Tips for writing queries#

Dealing with nulls#

Cozo is strict about types. A simple query such as:

?[a] := *rel[a, b], b > 0

will throw if some of the b is null: comparisons can only be made between values of the same type. There are various ways you can deal with it: if you decide that the condition should be false if values are not of the same type, you write:

?[a] := *rel[a, b], try(b > 0, false)

Alternatively, you may decide to consider any null values to be equivalent to some default values, in which case you write:

?[a] := *rel[a, b], (b ~ -1) > 0

here ~ is the coalesce operator. The parentheses are not necessary, but it reads better this way. We recommend using the coalesce operator over using try, since it is more explicit.

You can also be very explicit:

?[a] := *rel[a, b], if(is_null(b), false, b > 0)

but this is rather verbose. cond is also helpful in this case.

How to join relations#

Suppose we have the following relation:

:create friend {fr, to}

Let’s say we want to find Alice’s friends’ friends’ friends’ friends’ friends. One way to write this is:

?[who] := *friends{fr: 'Alice', to: f1},
          *friends{fr: f1, to: f2},
          *friends{fr: f2, to: f3},
          *friends{fr: f3, to: f4},
          *friends{fr: f4, to: who}

Another way is:

f1[who] := *friends{fr: 'Alice', to: who}
f2[who] := f1[fr], *friends{fr, to: who}
f3[who] := f2[fr], *friends{fr, to: who}
f4[who] := f3[fr], *friends{fr, to: who}
?[who] := f4[fr], *friends{fr, to: who}

These two queries yield identical values. But on real networks, where loops abound, the second way of writing executes exponentially faster than the first. Why? Because of set semantics in relations, the second way of writing deduplicates at every turn, whereas the first way of writing builds up all paths to the final layer of friends. Depending on the size of your graph, your computer may not even have enough memory to hold all these paths!

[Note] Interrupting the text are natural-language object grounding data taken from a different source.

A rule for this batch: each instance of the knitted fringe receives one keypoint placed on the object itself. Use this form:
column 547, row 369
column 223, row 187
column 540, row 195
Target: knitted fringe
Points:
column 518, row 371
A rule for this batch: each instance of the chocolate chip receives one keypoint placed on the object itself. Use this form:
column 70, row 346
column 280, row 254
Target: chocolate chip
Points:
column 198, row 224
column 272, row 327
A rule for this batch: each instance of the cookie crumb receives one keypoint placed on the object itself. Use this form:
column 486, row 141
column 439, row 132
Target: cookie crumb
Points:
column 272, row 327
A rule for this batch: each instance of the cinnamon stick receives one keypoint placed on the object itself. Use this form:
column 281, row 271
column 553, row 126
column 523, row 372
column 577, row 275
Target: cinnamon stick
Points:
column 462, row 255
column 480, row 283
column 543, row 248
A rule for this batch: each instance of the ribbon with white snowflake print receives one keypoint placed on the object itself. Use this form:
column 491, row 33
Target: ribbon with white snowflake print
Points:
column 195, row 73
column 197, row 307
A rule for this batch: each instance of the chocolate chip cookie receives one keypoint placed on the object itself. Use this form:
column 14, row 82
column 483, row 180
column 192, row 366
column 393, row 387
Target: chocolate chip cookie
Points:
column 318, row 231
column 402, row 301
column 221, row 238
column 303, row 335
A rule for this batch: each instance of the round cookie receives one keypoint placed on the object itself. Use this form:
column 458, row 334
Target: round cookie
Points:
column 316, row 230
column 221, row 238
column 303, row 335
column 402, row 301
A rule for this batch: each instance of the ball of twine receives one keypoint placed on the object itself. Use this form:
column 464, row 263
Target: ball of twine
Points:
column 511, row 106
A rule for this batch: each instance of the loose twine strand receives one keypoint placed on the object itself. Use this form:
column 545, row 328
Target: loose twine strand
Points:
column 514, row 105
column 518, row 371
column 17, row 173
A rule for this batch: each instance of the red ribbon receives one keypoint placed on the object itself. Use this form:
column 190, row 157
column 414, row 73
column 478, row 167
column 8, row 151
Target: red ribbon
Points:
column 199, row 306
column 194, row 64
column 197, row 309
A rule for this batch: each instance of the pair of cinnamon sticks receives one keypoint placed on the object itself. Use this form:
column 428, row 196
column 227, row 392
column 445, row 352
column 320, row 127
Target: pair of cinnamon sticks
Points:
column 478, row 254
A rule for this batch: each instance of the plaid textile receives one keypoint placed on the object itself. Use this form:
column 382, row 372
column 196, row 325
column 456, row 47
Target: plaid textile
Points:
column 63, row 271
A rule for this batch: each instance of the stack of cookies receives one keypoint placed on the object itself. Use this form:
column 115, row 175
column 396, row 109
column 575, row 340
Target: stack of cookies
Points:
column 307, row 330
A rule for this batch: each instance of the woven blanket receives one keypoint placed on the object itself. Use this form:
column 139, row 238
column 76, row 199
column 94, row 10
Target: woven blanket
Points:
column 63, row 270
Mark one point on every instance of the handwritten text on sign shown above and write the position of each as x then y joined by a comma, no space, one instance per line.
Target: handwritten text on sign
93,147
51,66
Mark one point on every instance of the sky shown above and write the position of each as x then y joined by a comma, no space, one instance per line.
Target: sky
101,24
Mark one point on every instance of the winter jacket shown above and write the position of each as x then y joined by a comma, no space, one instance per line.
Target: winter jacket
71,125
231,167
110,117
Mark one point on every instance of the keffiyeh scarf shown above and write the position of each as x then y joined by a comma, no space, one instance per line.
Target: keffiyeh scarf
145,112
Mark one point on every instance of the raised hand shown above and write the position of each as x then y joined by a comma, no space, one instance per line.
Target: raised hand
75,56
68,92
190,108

The moral of the story is, always prefer to break your query into smaller rules. It usually reads better, and unlike in some other databases, it almost always executes faster in Cozo as well. But for this particular case, in which the query is largely recursive, prefer to make it a recursive relation:

f_n[who, min(layer)] := *friends{fr: 'Alice', to: who}, layer = 1
f_n[who, min(layer)] := f_n[fr, last_layer], *friends{fr, to: who}, layer = last_layer + 1, layer <= 5
?[who] := f_n[who, 5]

The condition layer <= 5 is necessary to ensure termination.

Are there any situations where the first way of writing is acceptable? Yes:

?[who] := *friends{fr: 'Alice', to: f1},
          *friends{fr: f1, to: f2},
          *friends{fr: f2, to: f3},
          *friends{fr: f3, to: f4},
          *friends{fr: f4, to: who}
:limit 1

in this case, we stop at the first path, and this way of writing avoids the overhead of multiple rules and is perhaps very slightly faster.

Also, if you want to count the different paths, you must write:

?[count(who)] := *friends{fr: 'Alice', to: f1},
                 *friends{fr: f1, to: f2},
                 *friends{fr: f2, to: f3},
                 *friends{fr: f3, to: f4},
                 *friends{fr: f4, to: who}

The multiple-rules way of writing gives wrong results due to set semantics. Due to the presence of the aggregation count, this query only keeps a single path in memory at any instant, so it won’t blow up your memory even on web-scale data.